Learning that you have been terminated is never pleasant news to hear. But the decision to send out lay off notices to these employees on the day before Christmas Eve is reminiscent of the worst behavior of Ebenezer Scrooge. The outrage over this action resonated throughout the comment section of a post published at the Philadelphia Public School Notebook. Also clearly articulated in the comments responding to this article is a distain and disgust for the many administrators hired by Arlene Ackerman who still remain in powerful positions through out the District. More than a few commenters asked, why weren’t any of these high salaried individuals given notice? Shouldn’t they have followed their leader out of the door?
The harm being done to individual employees as a consequence of drastic school district budget reductions is important news. But behind this sad and upsetting human interest tale is an even more important story. The financial meltdown of the School District of Philadelphia has yet to be brought under control.
The huge decrease in state aid, the end of federal stimulus funds and the lost of large sums of misspent money during the Ackerman administration have all contributed to the continuing havoc touching every school, every child and every employee in the district. It does not bode well for the long-term health of our district that cuts in school based personnel and programs are still continuing this far into the school year.
The task of redirecting our School District to a financially sound footing is the most pressing item before our newly appointed School Reform Commissioners. It will not be an easy challenge to confront. As these brutal holiday cuts illustrate, fixing our schools’ financial crisis will be a painful and thankless job.
But it is one that must be done before we attempt to move forward with any further attempts at school improvements. What is the point of initiating any kind of change, if we cannot afford whatever that change might be? This is a concept that Arlene Ackerman did not or more likely would not grasp. And it was this very basic denial of fiscal responsibility on her part that has landed us in our current miserable state of affairs.
In the months ahead, the SRC must find a way to stabilize the finances of our District. As they attempt to finally and responsibly balance the budget, there is no doubt that they will be required to make many difficult decisions. But regardless of the difficulties their choices will engender, they should strive to take into account the concerns and needs of all of the members of our school communities: children and adults alike. When they succeed at this task, they will not only have stabilized the District’s finances, but they will have also taken the first and most important step in attracting and hiring a competent and skillful superintendent. The best candidates for this position will only be attracted to our district when our affairs are in better order than they are now.
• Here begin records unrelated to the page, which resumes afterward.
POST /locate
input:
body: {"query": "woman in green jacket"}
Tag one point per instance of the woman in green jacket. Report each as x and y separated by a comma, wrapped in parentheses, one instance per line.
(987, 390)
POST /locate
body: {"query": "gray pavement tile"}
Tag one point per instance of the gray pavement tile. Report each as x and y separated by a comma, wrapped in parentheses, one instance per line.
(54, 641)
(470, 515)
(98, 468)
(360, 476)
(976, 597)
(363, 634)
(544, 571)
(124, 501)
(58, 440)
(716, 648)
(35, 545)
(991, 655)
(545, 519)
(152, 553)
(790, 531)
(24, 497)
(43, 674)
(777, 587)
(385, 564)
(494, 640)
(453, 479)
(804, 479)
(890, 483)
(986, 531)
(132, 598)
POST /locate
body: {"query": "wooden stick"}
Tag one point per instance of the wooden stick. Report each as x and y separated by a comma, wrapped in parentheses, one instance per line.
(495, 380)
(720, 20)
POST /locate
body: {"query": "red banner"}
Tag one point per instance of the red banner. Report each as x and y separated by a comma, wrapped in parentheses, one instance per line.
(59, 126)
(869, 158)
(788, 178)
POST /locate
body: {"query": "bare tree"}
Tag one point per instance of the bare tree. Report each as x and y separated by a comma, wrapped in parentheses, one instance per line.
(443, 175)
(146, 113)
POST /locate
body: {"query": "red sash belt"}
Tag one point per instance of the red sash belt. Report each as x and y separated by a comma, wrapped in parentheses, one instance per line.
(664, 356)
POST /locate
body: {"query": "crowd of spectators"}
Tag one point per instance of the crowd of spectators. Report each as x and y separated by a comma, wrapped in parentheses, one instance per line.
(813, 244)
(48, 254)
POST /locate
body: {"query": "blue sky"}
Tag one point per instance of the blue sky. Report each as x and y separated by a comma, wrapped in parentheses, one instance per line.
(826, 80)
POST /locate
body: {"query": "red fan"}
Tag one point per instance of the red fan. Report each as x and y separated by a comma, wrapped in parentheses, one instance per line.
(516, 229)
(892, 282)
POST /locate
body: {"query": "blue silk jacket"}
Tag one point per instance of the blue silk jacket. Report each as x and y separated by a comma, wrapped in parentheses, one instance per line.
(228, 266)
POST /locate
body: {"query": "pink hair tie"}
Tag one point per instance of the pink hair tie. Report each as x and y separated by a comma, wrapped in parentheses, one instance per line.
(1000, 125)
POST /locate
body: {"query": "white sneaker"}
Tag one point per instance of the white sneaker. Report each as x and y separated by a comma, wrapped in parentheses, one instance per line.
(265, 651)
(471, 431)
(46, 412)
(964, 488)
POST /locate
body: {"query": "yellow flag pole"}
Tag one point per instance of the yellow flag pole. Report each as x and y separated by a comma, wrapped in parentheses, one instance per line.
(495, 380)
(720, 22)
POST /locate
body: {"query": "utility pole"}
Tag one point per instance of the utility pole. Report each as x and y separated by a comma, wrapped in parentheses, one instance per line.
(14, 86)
This melancholy little Christmas story of people losing their jobs in the face of the gift-giving season is a cautionary tale. The Ghost of Christmas Future does not paint a promising picture of the school district yet to come. We need to amend the direction toward which we are currently pointed. We are traveling down a path chosen by our past superintendent that has lead us to the edge of a cliff. Faced with the prospect of a great fall, wisdom suggests that we rethink the costly school reform strategies that she imposed on our school district. In particular since Ackerman herself has recently expressed doubts concerning their effectiveness.
In the spirit of New Year’s optimism, I hope that our newly appointed SRC members can eventually get this job done. And that come next holiday season, all of those people whose lives have been turned upside down by Arlene Ackerman and her “Broad Street Broadies”, will have had a better year to celebrate.